Small sums of money can be kept at home. It is a wise idea to always keep a small amount of cash handy. Small would be under one hundred dollars. You may choose to keep larger amounts at home. Larger amounts bring up questions of how safe your money is stored. Besides, you could be missing out on additional income.
It is a good plan to have a money market or savings account established for your emergency fund. These are beneficial for a variety of reasons. One reason is that it keeps your money secure from loss or theft.
Also, it adds an additional step to getting access to your money. This may, or may not,matter for you, but some people need a barrier to keep from spending their money. Cash at home is instantly accessible which is both good and bad. It is good because it is handy in an emergency. It is bad because you may spend it on unnecessary purchases and have no funds in an emergency.
Some money markets and savings accounts are paying better interest. This allows you to make additional money off your emergency funds. That puts that money to work for you. You saved hard to get that money. It should work hard for you.
Online money market or savings accounts pay more than brick-and-mortar banks. They should be FDIC-insured. Check out the fees and minimums before opening one. Otherwise, these are good for money you may need right away.
Do not confuse money market accounts with money market mutual funds. Money market mutual funds are supposed to be stable. They are supposed to stay at their one dollar a share value. In the last financial crisis, some money market mutual funds did break the one dollar share and lost money. That is why a money market account at a bank is advisable over a money market mutual fund.
What about large emergency funds? Personal finance advisers recommend three to six months living expenses in an emergency fund. That is a lot of money.
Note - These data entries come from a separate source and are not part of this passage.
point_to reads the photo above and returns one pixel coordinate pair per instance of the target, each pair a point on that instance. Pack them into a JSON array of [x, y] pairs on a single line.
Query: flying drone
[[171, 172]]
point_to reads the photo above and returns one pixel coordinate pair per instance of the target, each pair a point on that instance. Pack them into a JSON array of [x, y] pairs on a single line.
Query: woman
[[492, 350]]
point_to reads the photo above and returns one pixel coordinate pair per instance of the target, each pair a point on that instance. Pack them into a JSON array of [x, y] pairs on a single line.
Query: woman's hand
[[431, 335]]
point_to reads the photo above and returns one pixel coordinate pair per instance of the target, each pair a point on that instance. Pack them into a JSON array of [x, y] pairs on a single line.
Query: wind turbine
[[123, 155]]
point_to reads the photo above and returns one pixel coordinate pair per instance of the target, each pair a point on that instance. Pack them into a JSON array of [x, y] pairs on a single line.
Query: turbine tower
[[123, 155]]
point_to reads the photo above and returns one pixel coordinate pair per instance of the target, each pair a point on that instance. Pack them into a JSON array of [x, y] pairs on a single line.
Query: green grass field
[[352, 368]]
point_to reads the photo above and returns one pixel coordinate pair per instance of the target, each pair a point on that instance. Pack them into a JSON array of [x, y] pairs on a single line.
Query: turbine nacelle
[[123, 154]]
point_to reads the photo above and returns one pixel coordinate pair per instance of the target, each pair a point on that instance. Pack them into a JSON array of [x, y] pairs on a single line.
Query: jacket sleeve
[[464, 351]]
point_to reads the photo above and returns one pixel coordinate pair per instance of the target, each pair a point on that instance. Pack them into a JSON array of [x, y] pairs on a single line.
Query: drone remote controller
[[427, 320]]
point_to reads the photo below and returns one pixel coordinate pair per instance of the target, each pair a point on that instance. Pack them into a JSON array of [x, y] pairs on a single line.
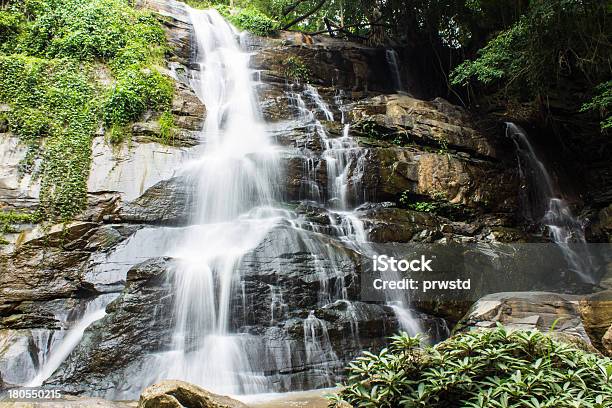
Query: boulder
[[596, 313], [389, 172], [436, 123], [167, 202], [173, 15], [606, 342], [179, 394], [544, 311], [70, 401], [137, 323]]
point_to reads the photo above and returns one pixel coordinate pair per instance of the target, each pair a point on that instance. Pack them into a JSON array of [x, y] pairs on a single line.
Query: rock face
[[178, 394], [596, 311], [416, 172], [529, 310], [137, 322], [607, 342]]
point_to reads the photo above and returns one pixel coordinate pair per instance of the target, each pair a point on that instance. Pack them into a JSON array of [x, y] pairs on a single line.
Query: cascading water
[[239, 225], [344, 168], [392, 61], [544, 204], [234, 177]]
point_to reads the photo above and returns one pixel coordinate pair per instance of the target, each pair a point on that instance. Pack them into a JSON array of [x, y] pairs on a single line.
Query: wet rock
[[129, 169], [600, 230], [178, 394], [529, 310], [606, 342], [167, 202], [397, 225], [17, 356], [388, 172], [137, 323], [436, 123], [69, 401], [175, 20], [345, 65], [596, 313], [16, 191], [40, 273]]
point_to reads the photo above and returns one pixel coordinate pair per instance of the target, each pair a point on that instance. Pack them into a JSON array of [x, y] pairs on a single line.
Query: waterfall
[[57, 353], [391, 56], [544, 205], [234, 179]]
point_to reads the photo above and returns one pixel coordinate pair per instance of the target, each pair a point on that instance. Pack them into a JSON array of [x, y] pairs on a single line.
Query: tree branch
[[344, 29], [305, 16], [292, 7]]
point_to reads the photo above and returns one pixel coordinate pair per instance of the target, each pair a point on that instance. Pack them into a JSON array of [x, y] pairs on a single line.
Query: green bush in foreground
[[494, 369]]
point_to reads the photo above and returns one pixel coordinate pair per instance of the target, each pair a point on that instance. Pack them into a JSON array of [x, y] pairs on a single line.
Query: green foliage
[[250, 19], [49, 50], [552, 44], [497, 60], [244, 16], [421, 206], [9, 24], [294, 69], [135, 91], [53, 99], [486, 368], [602, 104]]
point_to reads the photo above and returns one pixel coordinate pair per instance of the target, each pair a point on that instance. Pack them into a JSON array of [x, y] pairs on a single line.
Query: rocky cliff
[[418, 170]]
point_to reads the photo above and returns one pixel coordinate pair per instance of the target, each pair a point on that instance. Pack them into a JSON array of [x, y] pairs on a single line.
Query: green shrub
[[254, 21], [486, 368], [9, 24], [8, 219], [602, 104], [136, 91], [46, 78], [53, 99]]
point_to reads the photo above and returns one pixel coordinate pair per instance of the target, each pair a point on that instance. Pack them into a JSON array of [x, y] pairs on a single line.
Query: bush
[[9, 24], [487, 368], [254, 21], [602, 104], [136, 91]]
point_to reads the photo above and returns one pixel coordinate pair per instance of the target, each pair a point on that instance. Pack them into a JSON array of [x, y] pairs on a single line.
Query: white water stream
[[549, 208], [236, 177]]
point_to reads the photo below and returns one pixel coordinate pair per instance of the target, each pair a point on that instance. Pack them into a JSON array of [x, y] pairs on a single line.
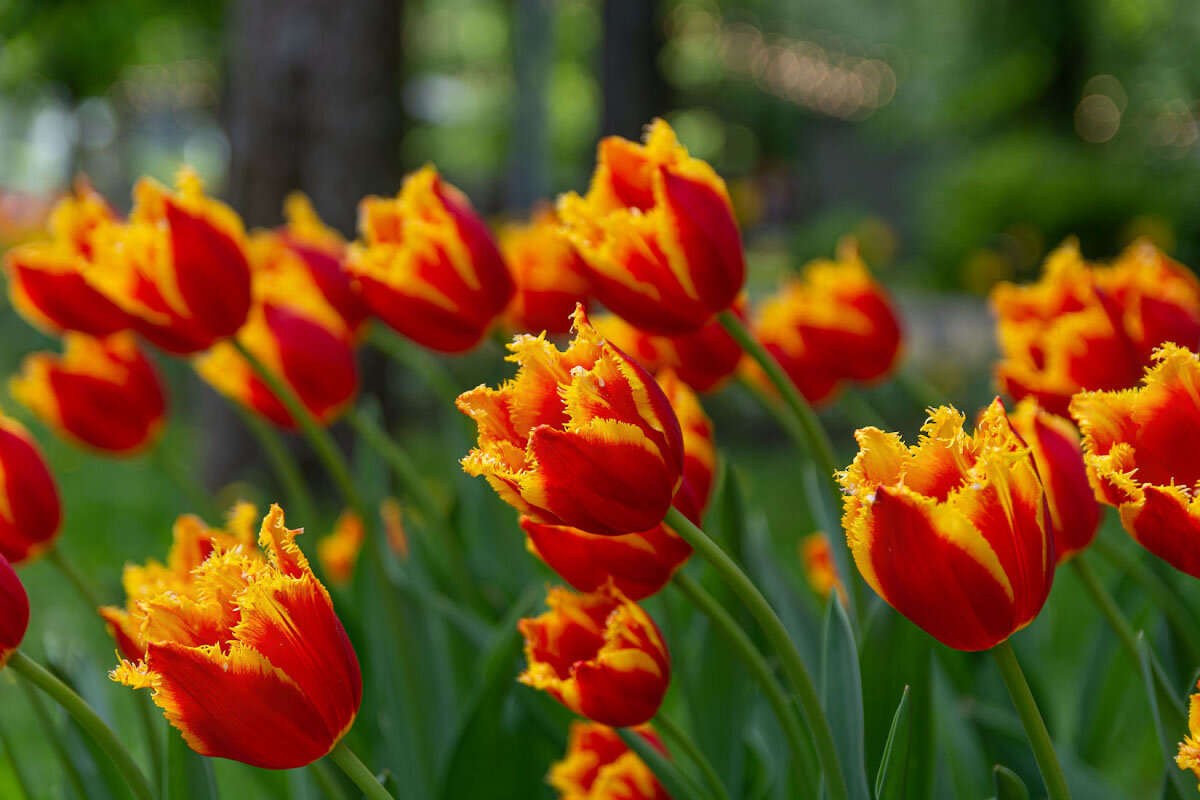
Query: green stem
[[767, 618], [1031, 719], [88, 720], [683, 743], [357, 771], [737, 638], [76, 577]]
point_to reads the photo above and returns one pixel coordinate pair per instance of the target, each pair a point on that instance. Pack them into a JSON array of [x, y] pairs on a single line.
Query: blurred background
[[957, 140]]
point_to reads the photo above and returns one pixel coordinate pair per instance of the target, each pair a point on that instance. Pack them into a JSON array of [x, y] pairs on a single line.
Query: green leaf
[[892, 777], [844, 696], [1008, 785]]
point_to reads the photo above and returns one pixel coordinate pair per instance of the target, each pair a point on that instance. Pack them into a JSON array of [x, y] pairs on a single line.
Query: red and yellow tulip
[[657, 233], [429, 266], [1140, 446], [103, 394], [583, 438], [253, 663], [953, 533]]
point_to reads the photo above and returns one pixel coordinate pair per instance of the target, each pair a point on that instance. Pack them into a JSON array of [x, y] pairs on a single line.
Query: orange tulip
[[657, 233], [30, 512], [1139, 446], [599, 767], [832, 324], [13, 611], [637, 564], [253, 663], [547, 272], [103, 394], [600, 655], [427, 265], [1084, 328], [583, 438], [953, 533], [179, 268], [49, 281], [1059, 456]]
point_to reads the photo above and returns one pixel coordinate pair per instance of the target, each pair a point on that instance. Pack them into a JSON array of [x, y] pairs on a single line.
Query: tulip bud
[[600, 655], [427, 265], [583, 438], [1140, 455], [952, 531], [657, 233], [103, 394], [251, 647]]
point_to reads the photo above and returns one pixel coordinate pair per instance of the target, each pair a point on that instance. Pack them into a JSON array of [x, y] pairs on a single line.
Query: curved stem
[[683, 743], [88, 720], [767, 618], [737, 638], [357, 771], [1031, 719], [76, 577]]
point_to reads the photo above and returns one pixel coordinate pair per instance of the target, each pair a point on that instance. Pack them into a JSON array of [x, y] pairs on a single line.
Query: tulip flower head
[[1091, 328], [1059, 456], [657, 233], [13, 611], [547, 272], [1140, 455], [953, 533], [427, 265], [251, 663], [30, 511], [583, 438], [599, 654], [103, 394], [600, 767]]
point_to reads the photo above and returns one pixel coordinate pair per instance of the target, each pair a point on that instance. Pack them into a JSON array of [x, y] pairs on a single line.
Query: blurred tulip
[[103, 394], [427, 265], [255, 666], [179, 268], [599, 767], [583, 438], [1140, 447], [600, 655], [547, 272], [833, 323], [30, 511], [657, 233], [952, 533], [703, 360], [1084, 328], [1059, 456], [49, 282], [13, 611]]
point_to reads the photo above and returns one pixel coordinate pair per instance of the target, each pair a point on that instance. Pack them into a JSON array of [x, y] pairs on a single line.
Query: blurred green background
[[958, 140]]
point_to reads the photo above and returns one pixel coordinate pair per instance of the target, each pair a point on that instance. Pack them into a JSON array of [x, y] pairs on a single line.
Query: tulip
[[30, 512], [427, 265], [253, 665], [1091, 328], [1138, 446], [953, 533], [547, 272], [13, 611], [583, 438], [600, 655], [599, 767], [657, 233], [103, 394], [1059, 456], [49, 281], [834, 323]]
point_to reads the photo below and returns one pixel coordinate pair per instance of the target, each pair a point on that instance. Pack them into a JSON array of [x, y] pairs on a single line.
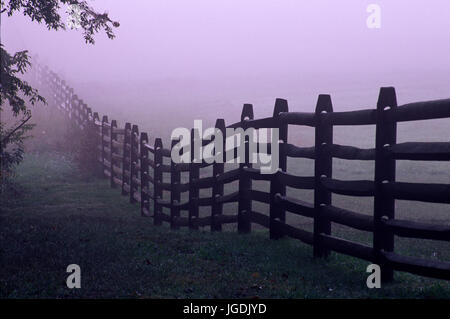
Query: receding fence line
[[137, 167]]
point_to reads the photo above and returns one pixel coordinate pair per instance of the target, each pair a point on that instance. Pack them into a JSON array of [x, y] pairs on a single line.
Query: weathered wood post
[[175, 196], [218, 169], [126, 162], [104, 137], [384, 203], [323, 167], [134, 158], [145, 198], [157, 176], [194, 173], [113, 137], [245, 182], [97, 136], [277, 188]]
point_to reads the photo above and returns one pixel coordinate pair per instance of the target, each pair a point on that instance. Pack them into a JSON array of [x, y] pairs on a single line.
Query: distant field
[[58, 217]]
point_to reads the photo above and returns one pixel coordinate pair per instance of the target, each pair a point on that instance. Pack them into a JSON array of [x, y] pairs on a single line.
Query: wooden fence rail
[[132, 162]]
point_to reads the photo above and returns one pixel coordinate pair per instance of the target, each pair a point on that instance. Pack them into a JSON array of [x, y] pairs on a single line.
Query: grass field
[[59, 217]]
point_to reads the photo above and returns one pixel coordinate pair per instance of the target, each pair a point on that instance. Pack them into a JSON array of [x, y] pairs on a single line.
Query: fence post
[[104, 120], [276, 212], [323, 166], [145, 198], [97, 136], [384, 203], [126, 162], [134, 157], [157, 176], [174, 189], [194, 173], [113, 137], [245, 182], [218, 169]]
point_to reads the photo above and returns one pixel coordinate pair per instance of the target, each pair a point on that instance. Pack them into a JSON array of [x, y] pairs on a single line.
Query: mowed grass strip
[[58, 217]]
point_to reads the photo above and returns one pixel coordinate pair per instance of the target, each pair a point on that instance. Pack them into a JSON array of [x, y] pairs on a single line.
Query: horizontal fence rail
[[136, 165]]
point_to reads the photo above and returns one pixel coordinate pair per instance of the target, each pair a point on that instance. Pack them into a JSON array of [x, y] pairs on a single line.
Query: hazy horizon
[[201, 58]]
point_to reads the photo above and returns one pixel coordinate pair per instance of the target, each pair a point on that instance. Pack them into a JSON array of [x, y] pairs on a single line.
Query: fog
[[178, 60]]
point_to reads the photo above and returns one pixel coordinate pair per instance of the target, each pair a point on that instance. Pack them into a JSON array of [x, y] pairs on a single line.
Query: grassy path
[[60, 219]]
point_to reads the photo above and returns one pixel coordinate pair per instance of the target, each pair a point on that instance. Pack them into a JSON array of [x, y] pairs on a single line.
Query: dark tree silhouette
[[18, 93]]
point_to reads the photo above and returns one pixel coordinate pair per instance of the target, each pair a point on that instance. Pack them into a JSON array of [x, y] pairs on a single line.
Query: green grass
[[58, 217]]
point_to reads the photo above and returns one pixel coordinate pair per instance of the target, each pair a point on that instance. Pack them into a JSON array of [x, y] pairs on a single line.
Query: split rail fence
[[135, 165]]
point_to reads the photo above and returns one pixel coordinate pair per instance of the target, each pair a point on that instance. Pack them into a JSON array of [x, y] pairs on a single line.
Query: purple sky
[[251, 50]]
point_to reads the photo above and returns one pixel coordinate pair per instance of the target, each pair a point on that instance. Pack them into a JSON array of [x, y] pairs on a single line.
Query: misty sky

You can maximize these savings by choosing to put some of your money in less liquid accounts.
A word about liquidity: it refers to how easy it is to access your money. Money market and savings accounts are the most liquid. The next would be accounts you can sell easily to get your money. One type of account that would be easy to sell is a stock, however, emergency funds should not be kept in stocks. This is because the value of a stock fluctuates too much for safety of principal that an emergency fund needs.
Combining safety and with some liquidity brings options such as United States Treasury bills and short-term certificates of deposit. These can be suitable for a portion of emergency funds once you have over three months’ worth of savings. A Treasury bill that renews every 13 weeks or a three month certificate of deposit may provide higher interest than a money market account. You need to compare these rates to see which is higher.
Certificates of deposit at online banks pay better than brick-and-mortar banks. Treasury bills can be purchased directly through TreasuryDirect. You don't want to buy them through a broker as that will cost too much money for your needs.
Basically, you want to have a few months’ worth of savings in a money market account for quick access. A few months more savings could go into CDs that are kept very short. These savings would have time to make more money, but be available if you had a job loss or longer range emergency.